3. The new energy automobile air conditioning system of claim 1, wherein: the tail end of the ring sleeve B is circumferentially and uniformly provided with a plurality of clamping strips matched with the liquid pipe D or the liquid pipe E, and the ring sleeve B is in threaded fit with a threaded sleeve matched with the clamping strips.

4. A new energy automobile air conditioning system according to claim 3, wherein: anti-skid threads are densely distributed on the threaded sleeve.

5. The new energy automobile air conditioning system of claim 1, wherein: the heat exchanger C is connected with a heat exchange system in a battery of a heat generating component in the vehicle body; two ends of the heat exchange tube in the heat exchanger C are respectively communicated with the corresponding liquid tube D and the liquid tube E.

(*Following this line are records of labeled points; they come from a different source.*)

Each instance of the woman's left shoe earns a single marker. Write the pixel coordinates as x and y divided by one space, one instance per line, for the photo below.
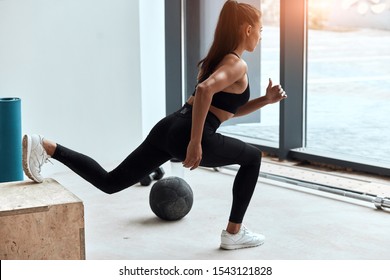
34 156
243 239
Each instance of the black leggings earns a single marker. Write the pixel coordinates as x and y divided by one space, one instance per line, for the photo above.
169 139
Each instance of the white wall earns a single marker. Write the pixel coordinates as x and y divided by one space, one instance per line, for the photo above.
76 65
152 33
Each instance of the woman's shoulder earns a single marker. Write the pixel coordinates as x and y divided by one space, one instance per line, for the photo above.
232 60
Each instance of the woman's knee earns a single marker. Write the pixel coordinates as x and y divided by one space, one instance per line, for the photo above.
253 155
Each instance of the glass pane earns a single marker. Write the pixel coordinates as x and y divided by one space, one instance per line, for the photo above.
266 130
348 102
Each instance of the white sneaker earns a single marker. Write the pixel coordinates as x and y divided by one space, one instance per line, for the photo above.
243 239
34 156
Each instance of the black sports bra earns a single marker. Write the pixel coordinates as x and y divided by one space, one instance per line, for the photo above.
230 102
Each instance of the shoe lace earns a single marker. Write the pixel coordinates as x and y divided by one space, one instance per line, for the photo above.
44 159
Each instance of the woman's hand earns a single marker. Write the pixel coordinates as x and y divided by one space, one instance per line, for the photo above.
194 155
275 93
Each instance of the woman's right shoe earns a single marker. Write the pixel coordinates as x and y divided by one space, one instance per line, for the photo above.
243 239
34 156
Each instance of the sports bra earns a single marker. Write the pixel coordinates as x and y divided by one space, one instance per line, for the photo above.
230 102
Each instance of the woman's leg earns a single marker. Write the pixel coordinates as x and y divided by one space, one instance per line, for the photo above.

6. The new energy automobile air conditioning system of claim 1, wherein: the heat exchanger C is arranged between a brake pad and a mounting seat B of a brake system on a vehicle body through bolts; the heat exchange tubes in the heat exchanger C are arranged in a multi-bending state, and two ends of each heat exchange tube are respectively communicated with the corresponding liquid tube D and the corresponding liquid tube E.

7. The new energy automobile air conditioning system of claim 1, wherein: the heat exchanger C is annular and is nested on the shell of the vehicle body driving motor B; the heat exchange tubes in the heat exchanger C are in a spiral state, and two ends of each heat exchange tube are respectively communicated with the corresponding liquid tube D and the corresponding liquid tube E.